梶田博士の業績は、理論では質量が無いと予測されたニュートリノについて、実験で質量があることを示し、科学の定説をひっくり返したことだとニュースで伝えられた。ここで違和感を覚えたのは、科学の「定説」という言葉である。
 
まず、科学で定説となるためには、繰り返し再現性のある実験結果(自然現象の実際モデル)でその説が正しいと証明されてから認定されることである。理論だけで示された事象は、仮説にすぎないのである。
 
次に、実験による否定証明は、できないことを示せば良いので易しいが、肯定証明は実際に存在するという現象を示さなければならないので難しいという点である。

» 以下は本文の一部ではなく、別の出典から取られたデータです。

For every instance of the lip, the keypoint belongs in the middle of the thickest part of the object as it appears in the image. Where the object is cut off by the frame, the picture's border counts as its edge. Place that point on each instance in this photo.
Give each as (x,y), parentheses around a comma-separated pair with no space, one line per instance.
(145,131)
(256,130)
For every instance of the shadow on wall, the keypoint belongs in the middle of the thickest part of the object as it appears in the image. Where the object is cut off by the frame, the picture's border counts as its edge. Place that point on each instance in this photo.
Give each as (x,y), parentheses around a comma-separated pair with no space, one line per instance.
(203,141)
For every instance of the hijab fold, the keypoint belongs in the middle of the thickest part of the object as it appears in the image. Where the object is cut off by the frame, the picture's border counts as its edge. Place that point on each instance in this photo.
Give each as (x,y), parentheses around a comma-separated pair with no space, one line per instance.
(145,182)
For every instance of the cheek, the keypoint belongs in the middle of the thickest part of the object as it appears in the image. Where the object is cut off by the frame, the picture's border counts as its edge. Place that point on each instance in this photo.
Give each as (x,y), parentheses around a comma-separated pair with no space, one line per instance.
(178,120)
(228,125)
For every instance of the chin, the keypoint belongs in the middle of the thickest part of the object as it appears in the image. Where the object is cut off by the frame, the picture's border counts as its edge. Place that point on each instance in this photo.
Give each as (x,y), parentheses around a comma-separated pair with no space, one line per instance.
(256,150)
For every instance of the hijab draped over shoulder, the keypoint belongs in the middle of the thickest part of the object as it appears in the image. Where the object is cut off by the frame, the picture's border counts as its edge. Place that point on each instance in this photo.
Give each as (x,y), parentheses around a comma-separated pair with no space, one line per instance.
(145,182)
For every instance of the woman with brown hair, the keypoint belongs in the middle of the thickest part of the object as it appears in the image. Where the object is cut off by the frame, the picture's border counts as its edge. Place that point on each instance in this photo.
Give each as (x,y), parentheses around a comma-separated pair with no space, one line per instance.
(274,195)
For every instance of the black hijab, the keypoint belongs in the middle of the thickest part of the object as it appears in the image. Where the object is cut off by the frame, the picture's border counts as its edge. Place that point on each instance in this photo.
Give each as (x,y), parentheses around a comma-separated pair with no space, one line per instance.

また、否定証明は帰納的に論を進めることになりやすいが、数学的帰納法ならばいざ知らず、否定証明で展開された定説は、肯定証明でひっくり返る可能性があるということも知っておく必要がある。
 
これはイムレラカトシュの「方法の擁護」に書かれた内容の受け売りだが、質量の存在することを実験データを用いて肯定証明を行った梶田博士の科学における業績が、如何に難しい仕事であったかを知るには、この本を読むと良い。肯定証明の難しさが論じられている。秋の夜長の眠れないときには適した本である。
 
ここで思い出されるのはSTAP細胞である。世界各地の研究所及び多くの研究者により再現できないことが確認され、存在しないとされた。すなわち否定証明である。もし誰かがSTAP細胞を作り出したなら、すなわち肯定証明を行ったら、これもノーベル賞級の研究成果となるに違いない。
 
STAP細胞の騒動で歯がゆく感じたのは、STAP現象について基礎的なアプローチがなされていないことである。すなわち細胞に刺激、ストレスを与えるとは、どのようなことなのか、ストレスが加えられた結果、細胞内のレオロジーがどのように変化するのか、そしてその変化が遺伝子にどのような効果を及ぼすかについて誰か研究しているのだろうか?
 
当方の開発したカオス混合装置の技術にも関係するので、少し興味がある。もしかして、マイクロカオス混合装置を作成し、そこで細胞にストレスを与えたならSTAP現象が起きるのではないかとも思っている。カオス混合装置については、実用化されて10年近く稼働し普及し始めたが、その基礎研究は行われていない。なぜなら弊社の研究開発必勝法の成果で、科学でよく分かっていない機能を抽出し(ここに弊社の必勝法の特徴がある)タグチメソッドで最適化(だからロバストは高い)した技術(注)だからである。
 
専門外なので情報を持っていないが、STAP細胞の騒動のその後を見ていて、30年近く前と科学者の姿勢の違いに驚かされた。アカデミアで科学の研究に携わっている人は、一歩一歩足下を固めながら地道な研究の進め方をやって欲しい。
 
(注)科学で未解明の現象でも技術を生み出すために活用できる。これは「マッハ力学史」を読むと理解できる。科学は技術により先導されて誕生している。20世紀は科学が技術を牽引したかもしれないが、ここに来て科学の進歩が、あたかもCPUの進歩と同じように遅くなってきた。21世紀は技術で科学を牽引しなければいけない時代なのかもしれない。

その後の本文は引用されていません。